Disruptive Technology, Long-Run Risk, and Asset Pricing
Coauthored with Sangheum Cho from Bank of Korea and Soohun Kim from Korea Advanced Institute of Science and Technology
This paper examines the asset pricing implications of Investment Specific Technology (IST) news shocks within the framework of long-run consumption risk. Prior research suggests common external factors that drive long-term consumption growth, influence business cycles, shape firm cash flows, and contribute to the equity risk premium. We propose that IST news shocks - anticipated but not yet realized technological developments in producing investment goods - represent one such key factor. Using a structural VAR approach, we identify IST news shocks as a major source of long-run consumption growth, accounting for 50–60% of long-run consumption movements. Consistent with the long-run consumption risk hypothesis, these shocks carry a significantly positive risk premium in the cross section of stock returns through their impact on firms' cash flow news. This paper links asset prices to the real economy by showing how a fundamental macroeconomic shock helps explain patterns in expected returns.

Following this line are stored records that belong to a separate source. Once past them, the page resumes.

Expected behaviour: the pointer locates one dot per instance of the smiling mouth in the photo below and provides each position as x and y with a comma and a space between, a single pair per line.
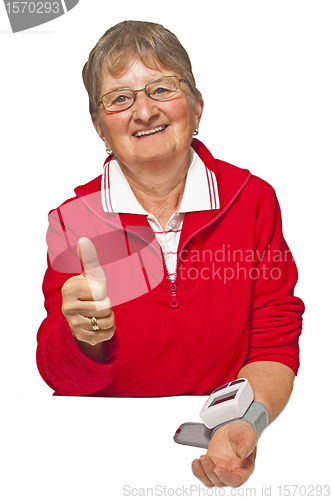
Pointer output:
143, 133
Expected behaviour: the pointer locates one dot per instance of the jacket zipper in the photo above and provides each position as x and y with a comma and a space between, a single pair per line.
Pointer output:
174, 283
174, 300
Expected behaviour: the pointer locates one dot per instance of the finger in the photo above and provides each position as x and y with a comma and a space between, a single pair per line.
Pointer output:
89, 258
90, 308
103, 323
209, 466
243, 438
229, 478
94, 338
198, 472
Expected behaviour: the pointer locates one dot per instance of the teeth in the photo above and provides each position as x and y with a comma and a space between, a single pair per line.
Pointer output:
149, 132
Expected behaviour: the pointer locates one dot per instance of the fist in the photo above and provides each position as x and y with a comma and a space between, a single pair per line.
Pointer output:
84, 297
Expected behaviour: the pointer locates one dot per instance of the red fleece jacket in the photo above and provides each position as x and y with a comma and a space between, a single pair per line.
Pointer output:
233, 291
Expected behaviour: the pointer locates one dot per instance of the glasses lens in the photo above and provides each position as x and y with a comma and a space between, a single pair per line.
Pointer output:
163, 88
118, 100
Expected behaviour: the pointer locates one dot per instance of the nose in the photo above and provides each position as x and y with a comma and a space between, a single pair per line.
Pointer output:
144, 107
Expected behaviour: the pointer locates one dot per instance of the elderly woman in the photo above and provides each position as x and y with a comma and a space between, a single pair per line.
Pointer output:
193, 266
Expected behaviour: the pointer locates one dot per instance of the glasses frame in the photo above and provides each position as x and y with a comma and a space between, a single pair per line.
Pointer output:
143, 89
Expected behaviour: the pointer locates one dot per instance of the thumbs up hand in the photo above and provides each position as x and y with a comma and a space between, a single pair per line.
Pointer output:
85, 304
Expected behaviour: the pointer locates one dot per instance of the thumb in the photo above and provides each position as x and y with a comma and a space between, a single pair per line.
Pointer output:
243, 438
89, 258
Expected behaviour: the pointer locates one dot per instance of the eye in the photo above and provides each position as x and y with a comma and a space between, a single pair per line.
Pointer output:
160, 91
121, 99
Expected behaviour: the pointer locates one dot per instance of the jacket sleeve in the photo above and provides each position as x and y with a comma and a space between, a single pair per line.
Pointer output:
61, 363
275, 319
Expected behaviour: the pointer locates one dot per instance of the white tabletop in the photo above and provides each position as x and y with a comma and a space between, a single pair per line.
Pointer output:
76, 448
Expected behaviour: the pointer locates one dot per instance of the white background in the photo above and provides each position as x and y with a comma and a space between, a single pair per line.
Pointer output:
264, 69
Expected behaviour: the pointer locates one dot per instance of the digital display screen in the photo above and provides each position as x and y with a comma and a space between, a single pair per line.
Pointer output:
224, 397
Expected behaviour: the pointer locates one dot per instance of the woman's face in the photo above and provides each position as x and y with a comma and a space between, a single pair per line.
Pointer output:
177, 115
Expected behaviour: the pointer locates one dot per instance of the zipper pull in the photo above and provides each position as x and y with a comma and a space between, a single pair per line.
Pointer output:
174, 299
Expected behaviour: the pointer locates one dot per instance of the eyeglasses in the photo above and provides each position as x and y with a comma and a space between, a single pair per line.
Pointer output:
159, 90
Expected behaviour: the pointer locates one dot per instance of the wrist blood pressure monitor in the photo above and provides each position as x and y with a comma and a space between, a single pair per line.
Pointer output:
231, 401
228, 402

Characteristics of Cash Flow News and Information Environment
Coauthored with Inmoo Lee from KAIST
This paper examines how the nature of a firm’s cash flow news affects the informational advantages of insiders. Stock prices reflect both cash flow news and discount rate news. Research shows that cash flow news is more important for long-term returns, while discount rate news primarily affects short-term price movements. Since insiders are restricted from short-term trading, they are incentivized to focus on private information related to cash flow news. However, recent studies suggest that a significant portion of firms’ cash flow news is systematic. When a firm’s cash flow news closely tracks that of its peer firms, insiders' informational advantages may diminish. Consistent with this conjecture, we find that insider trading is less profitable when a firm's cash flow news is more sensitive to industry-wide cash flow news, particularly in firms with opaque information environments. To the best of our knowledge, this is the first paper to present evidence on how the characteristics of a firm’s cash flow news impact its informational environment.
This paper examines how the returns of different industries that produce different goods are determined in a general equilibrium model. By relaxing the single good assumption of traditional asset pricing models, this paper shows the central role of imperfect substitutability between different goods in asset pricing.